WOODS: So, we’re just continuing through our morning and we’re looking for ideal places to make our camera survey stations.  And of course, deer sign, or a lot of deer, is one thing we want to see.  And with a lot of heavy browse pressure in this area we know a lot of deer are spending their time here.  But, it’s not where I really want to put my camera station.  It’s easy for a buck to have his head down right here browsing and the camera takes a picture.  Part of his rack is obstructed view by these big soybeans.  Think about a fingerprint.  And if we just get a partial fingerprint, it’s not dead on flat; we can’t identify that criminal or that person.  And those antlers are just as unique as a fingerprint, but we need the whole print, so to speak.  So, we’re gonna go just a few yards over here in the woods and make a camera station where we can get that whole print.

Now, we don’t worry about false events out here with these beans moving with the Reconyx cameras because they have a great system of using both motion – the object has to be detected in multiple motion fragments or sections of the Reconyx view and it has to be a different temperature than the ambient temperature or the air temperature.  It takes too ways to trigger a Reconyx camera.  Two things got to occur simultaneously and that’s why you don’t waste all night on the computer going, dunk, dunk, dunk, dunk, dunk, with false events.  Great system.

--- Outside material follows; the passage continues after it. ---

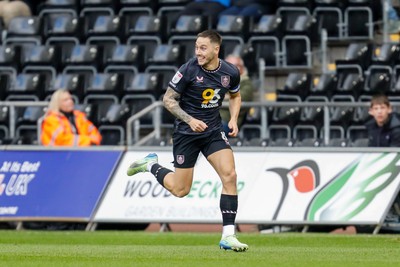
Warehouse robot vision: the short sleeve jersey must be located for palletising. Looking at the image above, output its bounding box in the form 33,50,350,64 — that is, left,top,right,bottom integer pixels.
169,58,240,134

WOODS: This is a camera site that Brad developed a couple of years ago.  You can tell it’s nice and open, with kind of a solid background.  That big oak tree and that cedar tree just are almost like that piece of paper where you put your thumbprint.  And daytime or nighttime with that great Reconyx covert flash, or that infrared going off, just imagine an old buck coming in here.  There’s nothing, no matter where I am to block the view of those antlers.

WOODS: This is just a great site and of course, we keep a Trophy Rock here year round.  It’s just kind of a natural travel corridor, so even though we know we got deer feeding right over there in the food plot, they come right through here.  And that’s what you’re looking for at a camera survey sight; where deer want to be anyway.  You’ve got a little attractant to slow them down or hold them right there.  And while they’re milling around, you’re getting all different views of that fingerprint; those antlers; to uniquely identify the highest percentage of bucks on the property as you can.  That’s the goal of a camera survey.  This is what the site looks like and we’ll be showing you pictures from right here in the next few weeks developing our “hit list” to get that Z7 out and put the hammer down.